Let us not attempt the picture of
Isabel keeping the happy guise of a wedding guest
among her kindred and childhood playmates while her
heart burned with perpetual misery, yearning, and
alarm. “My baby, my baby!” cried
her breast, while the babe slept sweetly under faultless
care.
Nor need we draw a close portrait
of her husband’s mind, if mind it could longer
be called. A horror of sleep, a horror of being
awake and aware, remorse, phantoms, voices, sudden
blazings of wrath as suddenly gone, sweating panics,
that craven care of life which springs so rank as
the soul decays, and a steady, cunning determination
to keep whole the emptied shell of reputation and
rank,-these were the things that filled
his hours by day, by night; these, and a frightful
expectance of one accusing, child-claiming ghost that
never came. The air softened to Indian summer;
the ice faded off the pool; a million leaves, crimson
and bronze, scarlet and gold, dropped tenderly upon
its silvering breadth and lay still; and both the
joyless master of the larger house and the merry maid
of the cottage asked Heaven impatiently if the pond
would never freeze over again.
It was Saturday afternoon when Giles,
asked by Sarah Stebbens where Mr. Arthur was, told
her he was again, as he had been so many times the
last three days, down by the water, sitting at the
edge of the overhanging bank; or, as the Englishman
expressed it, “’dreamink the ’appy
hours aw’y.’” So the week passed
out; a second came in, and the rector of All Angels
went to his sacred office.
He knew, before he appeared in the
chancel, that Mrs. Morris was in her accustomed place,
and Ruth and her father in theirs, and that Leonard
was not yet reported back nor looked for; but exactly
as he began to read, “’Dearly beloved
brethren, the Scripture moveth us, in sundry places,
to acknowledge and confess our manifold sins and wickedness,
and that we should not dissemble nor cloak them before
the face of Almighty God our heavenly Father’”-a
sickness filled Mrs. Morris’s frame, a deathly
hue overspread the minister’s face, and Leonard
came in and sat beside his father and sister.
Yet the service went on. The people knelt.

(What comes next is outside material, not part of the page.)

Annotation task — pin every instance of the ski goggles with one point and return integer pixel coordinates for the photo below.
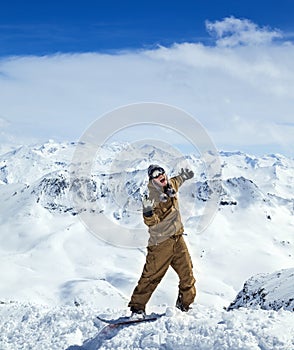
(157, 172)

“’Almighty and most merciful
Father; We have erred, and strayed from thy ways like
lost sheep. We have followed too much the devices
and desires of our own hearts’”-
Thus far the rector’s voice
had led, but here it sank, and the old General’s,
in a measure, took its place.
Then it rose again, in the confession,
“There is no health in us,” and in the
supplication, “Have mercy upon us, miserable
offenders.”
There once more it failed, while the
people, faltering with distress, repeated, “That
we may hereafter lead a godly, righteous, and sober
life, To the glory of thy holy Name. Amen.”
At this the farmer with the spectacled
daughter stepped nimbly over the rail and caught Arthur
as he rose and staggered. Leonard was hurrying
forward, and half the people kneeling, half standing,
when Mrs. Morris vacantly stopped his way with a face
so aghast and words so confused that he had to give
her over to Ruth. Then he hastened on to where
Arthur was being led into the vestry by his physician
and others.
But now he was turned back by the
doctor, requesting him to dismiss the congregation;
which he did, with the physician’s assurance
that the trouble was no more than vertigo, and that
Arthur was even now quite able to proceed home in
the farmer vestryman’s rockaway. The people
noticed that the physician went with him.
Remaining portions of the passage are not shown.